I prelati del liberismo e i bachi del sistema
La rubrica di Hugo Dixon su Repubblica è un piccolo capolavoro di fede cieca. Ma la difesa che fa dei Fondi di private equity dovrebbe far riflettere i nostri responsabili della politica finanziaria sul ruolo di quegli “investitori istituzionali” tanto invocati e a cui viene in parte sacrificata la sicurezza delle pensioni
(20 mar 2007)
La rubrica “breakingviews” su Repubblica di ieri – curata da Hugo Dixon, ex responsabile dei commenti del Financial Times – faceva quasi tenerezza per i suoi atti di fede nel liberismo “senza se e senza ma”. Nella prima news analysis Mike Verdin, parlando del possibile intervento delle banche italiane per l’acquisto di Telecom Italia, osservava che “questa soluzione appagherebbe gli istinti protezionistici prevalenti in Italia”. Tra i maggiori operatori telefonici, infatti, la ex Omnitel è stata acquistata dall’inglese Vodafone, Wind che era dell’Enel ora è del gruppo egiziano Sawiris, Fastweb sta per essere acquisita (è in corso l’Opa) dalla Telecom svizzera, la H3G è cinese e Tele2 svedese. Accipicchia come siamo protezionisti!

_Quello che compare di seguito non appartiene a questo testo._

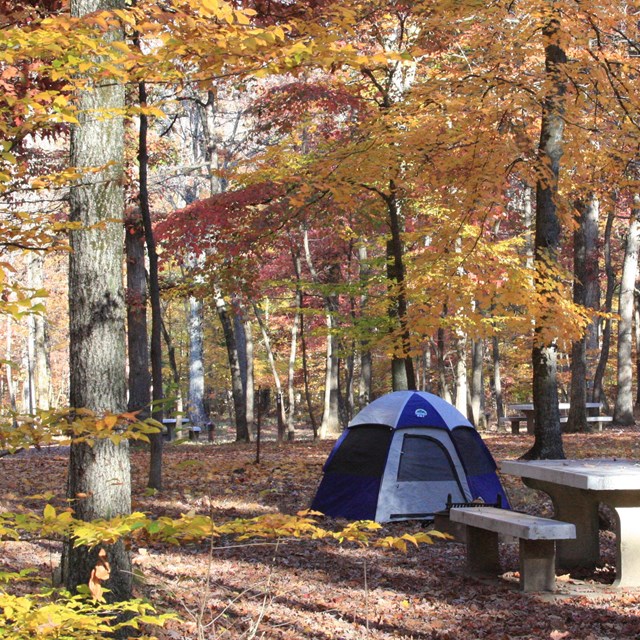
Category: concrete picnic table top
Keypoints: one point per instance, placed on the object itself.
(576, 488)
(595, 474)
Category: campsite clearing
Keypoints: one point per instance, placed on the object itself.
(311, 590)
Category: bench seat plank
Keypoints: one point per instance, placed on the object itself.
(512, 523)
(536, 536)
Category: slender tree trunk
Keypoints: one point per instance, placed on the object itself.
(402, 371)
(623, 410)
(330, 425)
(245, 361)
(477, 384)
(11, 388)
(497, 380)
(584, 244)
(175, 374)
(99, 483)
(237, 390)
(636, 321)
(305, 375)
(291, 413)
(40, 370)
(461, 372)
(274, 369)
(250, 387)
(137, 337)
(548, 436)
(156, 440)
(443, 387)
(197, 413)
(365, 380)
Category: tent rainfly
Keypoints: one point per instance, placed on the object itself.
(401, 457)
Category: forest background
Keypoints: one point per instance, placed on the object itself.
(319, 202)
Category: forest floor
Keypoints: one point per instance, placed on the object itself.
(304, 589)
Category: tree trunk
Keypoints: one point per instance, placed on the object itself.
(598, 394)
(137, 337)
(461, 372)
(156, 440)
(40, 368)
(497, 381)
(175, 375)
(245, 361)
(249, 392)
(402, 371)
(11, 388)
(477, 384)
(237, 390)
(274, 369)
(584, 251)
(197, 413)
(99, 484)
(291, 390)
(365, 381)
(548, 436)
(443, 387)
(330, 425)
(297, 267)
(623, 410)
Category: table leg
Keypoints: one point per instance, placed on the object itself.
(627, 545)
(580, 508)
(531, 421)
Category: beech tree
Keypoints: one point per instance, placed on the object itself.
(623, 411)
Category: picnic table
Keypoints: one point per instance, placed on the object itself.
(576, 487)
(526, 413)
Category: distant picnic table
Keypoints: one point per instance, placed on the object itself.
(525, 412)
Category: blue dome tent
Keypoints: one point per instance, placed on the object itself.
(401, 457)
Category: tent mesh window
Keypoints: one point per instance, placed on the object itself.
(476, 460)
(425, 459)
(363, 452)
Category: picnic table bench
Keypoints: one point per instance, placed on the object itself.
(525, 412)
(536, 537)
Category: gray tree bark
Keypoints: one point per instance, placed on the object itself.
(137, 336)
(330, 425)
(598, 394)
(585, 263)
(623, 410)
(548, 436)
(237, 388)
(99, 484)
(196, 410)
(39, 367)
(477, 384)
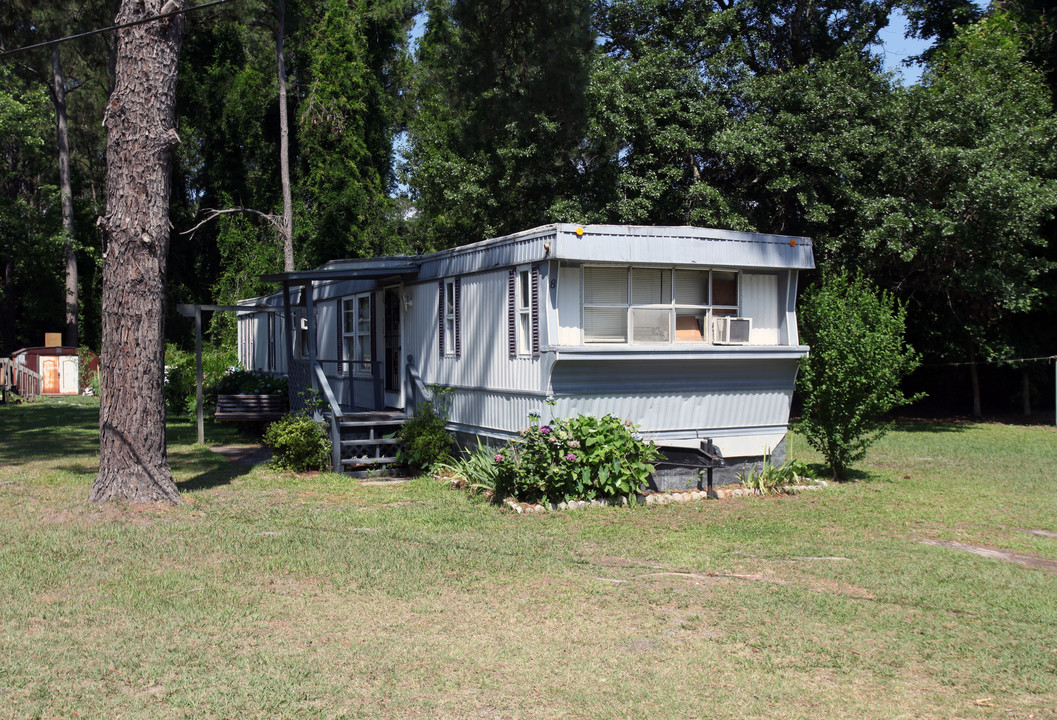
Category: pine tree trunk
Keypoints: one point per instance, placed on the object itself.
(1025, 385)
(288, 202)
(975, 377)
(141, 137)
(70, 337)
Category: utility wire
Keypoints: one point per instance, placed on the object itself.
(1011, 361)
(111, 28)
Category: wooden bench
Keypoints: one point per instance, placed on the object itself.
(251, 408)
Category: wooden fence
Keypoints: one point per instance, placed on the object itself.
(17, 377)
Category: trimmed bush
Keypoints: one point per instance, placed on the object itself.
(426, 441)
(298, 443)
(578, 458)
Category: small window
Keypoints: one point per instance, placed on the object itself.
(655, 305)
(450, 347)
(356, 339)
(524, 313)
(606, 305)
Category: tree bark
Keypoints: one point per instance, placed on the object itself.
(288, 202)
(70, 336)
(141, 137)
(975, 379)
(1025, 389)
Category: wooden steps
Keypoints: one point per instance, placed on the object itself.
(367, 440)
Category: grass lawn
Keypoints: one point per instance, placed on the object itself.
(269, 595)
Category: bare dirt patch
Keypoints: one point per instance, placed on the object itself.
(997, 554)
(243, 455)
(1040, 533)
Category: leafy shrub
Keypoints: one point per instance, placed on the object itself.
(766, 477)
(298, 443)
(851, 379)
(179, 379)
(426, 441)
(578, 458)
(477, 469)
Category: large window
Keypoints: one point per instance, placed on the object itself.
(655, 305)
(356, 332)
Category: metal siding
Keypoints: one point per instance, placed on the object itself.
(569, 303)
(684, 246)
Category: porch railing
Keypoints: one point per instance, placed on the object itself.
(335, 419)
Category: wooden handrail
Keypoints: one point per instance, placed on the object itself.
(336, 414)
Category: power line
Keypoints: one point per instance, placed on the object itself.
(49, 43)
(1009, 361)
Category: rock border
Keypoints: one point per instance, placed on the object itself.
(653, 498)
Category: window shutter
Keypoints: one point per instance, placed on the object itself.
(458, 317)
(535, 310)
(440, 315)
(340, 337)
(512, 310)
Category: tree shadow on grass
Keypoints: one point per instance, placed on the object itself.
(926, 425)
(222, 474)
(44, 430)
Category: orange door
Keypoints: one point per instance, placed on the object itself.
(50, 372)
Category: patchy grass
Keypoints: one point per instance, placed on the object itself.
(275, 595)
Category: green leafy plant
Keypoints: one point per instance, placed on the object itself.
(766, 477)
(298, 443)
(179, 379)
(426, 441)
(577, 458)
(476, 469)
(851, 379)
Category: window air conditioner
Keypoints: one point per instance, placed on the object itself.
(731, 330)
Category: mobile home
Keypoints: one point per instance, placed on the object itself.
(688, 332)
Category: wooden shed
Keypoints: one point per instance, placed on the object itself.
(59, 368)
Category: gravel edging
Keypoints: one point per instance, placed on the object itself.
(652, 498)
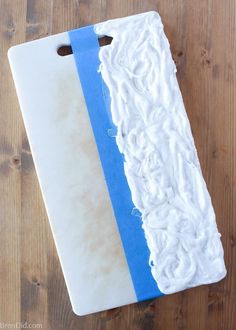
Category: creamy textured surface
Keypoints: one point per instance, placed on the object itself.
(161, 163)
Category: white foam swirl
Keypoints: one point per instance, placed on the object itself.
(161, 163)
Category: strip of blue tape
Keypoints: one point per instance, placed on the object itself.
(85, 46)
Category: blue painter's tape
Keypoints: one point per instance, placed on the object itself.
(85, 48)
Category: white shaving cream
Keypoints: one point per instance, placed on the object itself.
(161, 163)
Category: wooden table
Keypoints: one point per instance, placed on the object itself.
(203, 41)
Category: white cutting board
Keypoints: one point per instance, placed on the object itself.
(70, 175)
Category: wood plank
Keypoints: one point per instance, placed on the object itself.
(202, 38)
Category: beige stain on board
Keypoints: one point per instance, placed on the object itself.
(100, 237)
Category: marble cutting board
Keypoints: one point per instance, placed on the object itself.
(70, 176)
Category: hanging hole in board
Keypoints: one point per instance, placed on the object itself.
(65, 50)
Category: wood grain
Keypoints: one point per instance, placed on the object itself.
(202, 38)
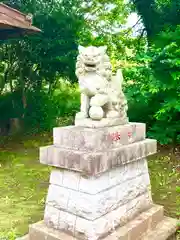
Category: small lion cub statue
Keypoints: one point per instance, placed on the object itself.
(101, 93)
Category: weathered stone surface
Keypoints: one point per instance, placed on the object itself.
(104, 122)
(163, 230)
(87, 139)
(94, 206)
(94, 185)
(99, 226)
(94, 163)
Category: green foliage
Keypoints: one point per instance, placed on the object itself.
(155, 93)
(157, 15)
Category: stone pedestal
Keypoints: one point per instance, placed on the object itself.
(100, 187)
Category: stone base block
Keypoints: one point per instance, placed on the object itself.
(105, 122)
(149, 225)
(89, 139)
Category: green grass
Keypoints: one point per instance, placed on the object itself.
(24, 183)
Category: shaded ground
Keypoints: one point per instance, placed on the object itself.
(24, 182)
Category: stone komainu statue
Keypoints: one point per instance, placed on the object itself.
(101, 92)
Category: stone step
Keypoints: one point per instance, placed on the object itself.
(147, 226)
(164, 230)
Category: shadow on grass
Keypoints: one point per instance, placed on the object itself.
(24, 183)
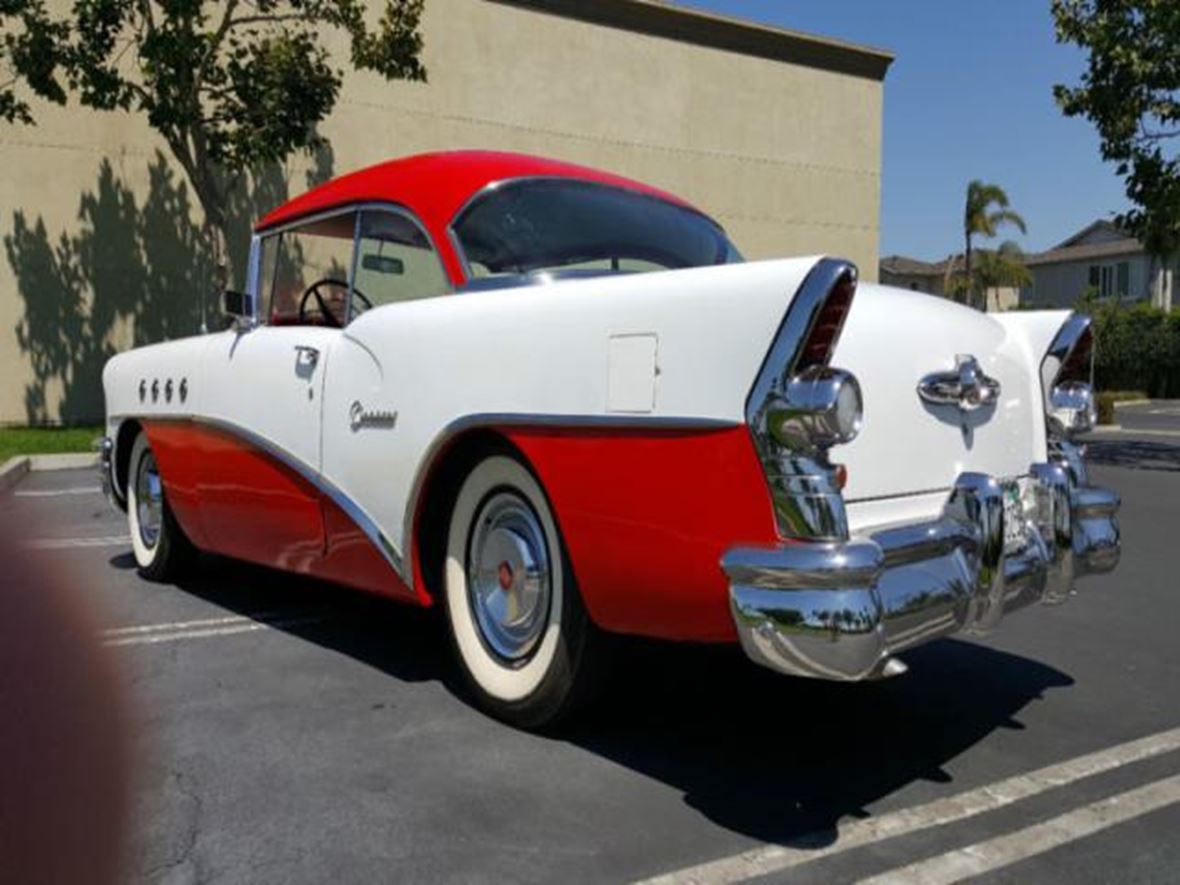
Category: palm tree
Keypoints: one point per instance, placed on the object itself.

La seconda analisi, di Simon Nixon, bacchetta i sindacati di tutto il mondo perché, riuniti a Parigi, se la sono presa con i Fondi di private equity, muovendo loro “le solite accuse: asset stripping (cioè spezzettare le aziende per venderle meglio, n.d.r.), indebitamento eccessivo, poche tasse”. Nixon dimentica di citare la strage di posti di lavoro. Ora, queste accuse saranno pure “le solite”, ma l’autore omette un dettaglio: sono pienamente giustificate.
Ma è sulla seconda parte del breve articolo che molti farebbero bene a meditare (soprattutto i responsabili della politica finanziaria). Se questo accade, osserva Nixon, è perché i gruppi quotati, le public company, sono meno capaci di questi Fondi di fare profitti e valorizzare adeguatamente le azioni. E come mai? Udite, udite: “La risposta è da ricercare negli azionisti del mercato pubblico (i famosi “investitori istituzionali”! n.d.r.), nella loro storica incapacità di esercitare un controllo effettivo, lasciando di fatto i vari Consigli di amministrazione liberi di gestire le aziende nell’interesse del management e del personale”.
Ora, in Italia da almeno trent’anni si piange sulla mancanza di investitori istituzionali affermando che sono indispensabili per esercitare un controllo effettivo sulle grandi imprese. Ma pare che dove il sistema è ben collaudato non ne siano tanto contenti. Nixon se la prende con “l’incapacità”, evidentemente generalizzata, e invoca “una nuova razza di investitori attivisti”, di cui fornisce ben due esempi. Insomma, è colpa degli uomini, mica del sistema. Il dubbio neanche lo sfiora.
Lasciamogli volentieri le sue certezze, visto che non ha responsabilità di governo in Italia. A chi invece le ha ci piacerebbe che i dubbi venissero. Perché non vorremmo che dopo essercela presa tanto con il capitalismo familiare – che di sicuro ha i suoi difetti, specialmente quello italiano – ci toccasse tra vent’anni risentire altrettanti pianti, ma stavolta sull’aria intonata ieri da Nixon. Tra l’altro, uno dei motivi “forti” per cui si sostiene la necessità dei Fondi pensione è proprio questo, l’avere finalmente gli investitori istituzionali ( lo ha affermato più volte, tra gli altri, il governatore Mario Draghi). Abbiamo imboccato una strada che non è affatto certo che giovi al sistema delle imprese, mentre è certissimo che espone le pensioni dei lavoratori ai rischi finanziari. Due piccioni con una fava?